On the other hand, there are countless experimental projects of urban agriculture, green roofs, rainwater harvesting, decentralized wastewater solutions and others. The focus seems to be on the better use of resources and flows that already exist, and on attempting to reduce the pollution released into the environment.

At what critical point will a structural change come from these experimentations? Could the forest become a new paradigm for cities? What can we learn from the forest, the trees, the fungi, its invisible and subterraneous portion, as much as we do from the green exuberance on its surface? What urban policies can we put to practice from the perspective of the forest? 

The history and archaeology of indigenous life in the Amazon forest show that the forest has never been the jungle of the colonial imagination. It has always been a cultural landscape inhabited by various species, including humans. The city has also never ceased to be nature, a co-creation between species. Since nature has always been sympoetic, what future can we build and inhabit from this observation? Is it possible to retake the cities that already exist and organize them based on forest intelligence?

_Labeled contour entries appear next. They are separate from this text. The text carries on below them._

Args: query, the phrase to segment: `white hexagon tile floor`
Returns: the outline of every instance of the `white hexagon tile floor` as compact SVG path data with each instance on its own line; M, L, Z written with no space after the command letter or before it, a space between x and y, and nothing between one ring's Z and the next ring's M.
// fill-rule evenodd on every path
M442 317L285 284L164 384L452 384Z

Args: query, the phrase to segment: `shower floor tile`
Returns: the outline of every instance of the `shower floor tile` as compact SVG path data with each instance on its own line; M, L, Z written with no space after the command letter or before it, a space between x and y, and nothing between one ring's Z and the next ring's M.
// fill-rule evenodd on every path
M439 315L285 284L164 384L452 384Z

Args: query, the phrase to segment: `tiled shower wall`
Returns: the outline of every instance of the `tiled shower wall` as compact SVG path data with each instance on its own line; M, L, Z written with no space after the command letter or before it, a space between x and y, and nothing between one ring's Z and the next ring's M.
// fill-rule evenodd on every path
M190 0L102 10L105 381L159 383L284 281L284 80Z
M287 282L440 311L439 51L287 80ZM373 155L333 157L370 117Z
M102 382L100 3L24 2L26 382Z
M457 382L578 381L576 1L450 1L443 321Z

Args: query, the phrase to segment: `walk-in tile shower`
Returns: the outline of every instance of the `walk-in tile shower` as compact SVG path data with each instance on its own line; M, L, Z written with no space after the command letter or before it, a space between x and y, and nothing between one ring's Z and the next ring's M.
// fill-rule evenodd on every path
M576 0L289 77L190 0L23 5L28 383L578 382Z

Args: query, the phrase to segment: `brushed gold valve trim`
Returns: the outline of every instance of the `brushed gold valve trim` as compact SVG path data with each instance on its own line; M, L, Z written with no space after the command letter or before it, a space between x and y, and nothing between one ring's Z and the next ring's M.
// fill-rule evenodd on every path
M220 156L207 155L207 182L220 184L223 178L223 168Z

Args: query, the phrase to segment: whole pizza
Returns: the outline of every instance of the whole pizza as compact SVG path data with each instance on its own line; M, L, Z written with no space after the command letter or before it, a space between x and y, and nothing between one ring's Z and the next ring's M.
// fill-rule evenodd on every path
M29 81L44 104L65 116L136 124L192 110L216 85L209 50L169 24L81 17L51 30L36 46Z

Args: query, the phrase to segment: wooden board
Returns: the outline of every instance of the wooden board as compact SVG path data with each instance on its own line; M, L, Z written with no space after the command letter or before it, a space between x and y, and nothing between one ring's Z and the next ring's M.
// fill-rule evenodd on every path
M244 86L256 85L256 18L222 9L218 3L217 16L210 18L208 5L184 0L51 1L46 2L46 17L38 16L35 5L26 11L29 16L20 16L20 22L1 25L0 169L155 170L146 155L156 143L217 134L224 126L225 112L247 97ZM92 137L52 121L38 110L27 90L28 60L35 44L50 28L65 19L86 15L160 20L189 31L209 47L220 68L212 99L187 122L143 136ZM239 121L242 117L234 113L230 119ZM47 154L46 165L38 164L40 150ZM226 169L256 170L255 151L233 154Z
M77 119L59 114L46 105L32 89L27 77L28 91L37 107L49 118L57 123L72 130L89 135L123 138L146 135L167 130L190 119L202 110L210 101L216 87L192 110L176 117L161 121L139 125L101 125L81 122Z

In that sense, FOREST CITY casts a critical eye on the emerging green economy that promises technical solutions for current challenges without questioning the relationships that support these solutions. Even an economy that makes the best use of its available resources, the so-called climax economy, would not be able to solve how the values it produces are appropriated and distributed. Poverty would remain a political matter, as well as security and respect for differences. It is necessary to go beyond the best management of resources, to support a political space occupied in the cities.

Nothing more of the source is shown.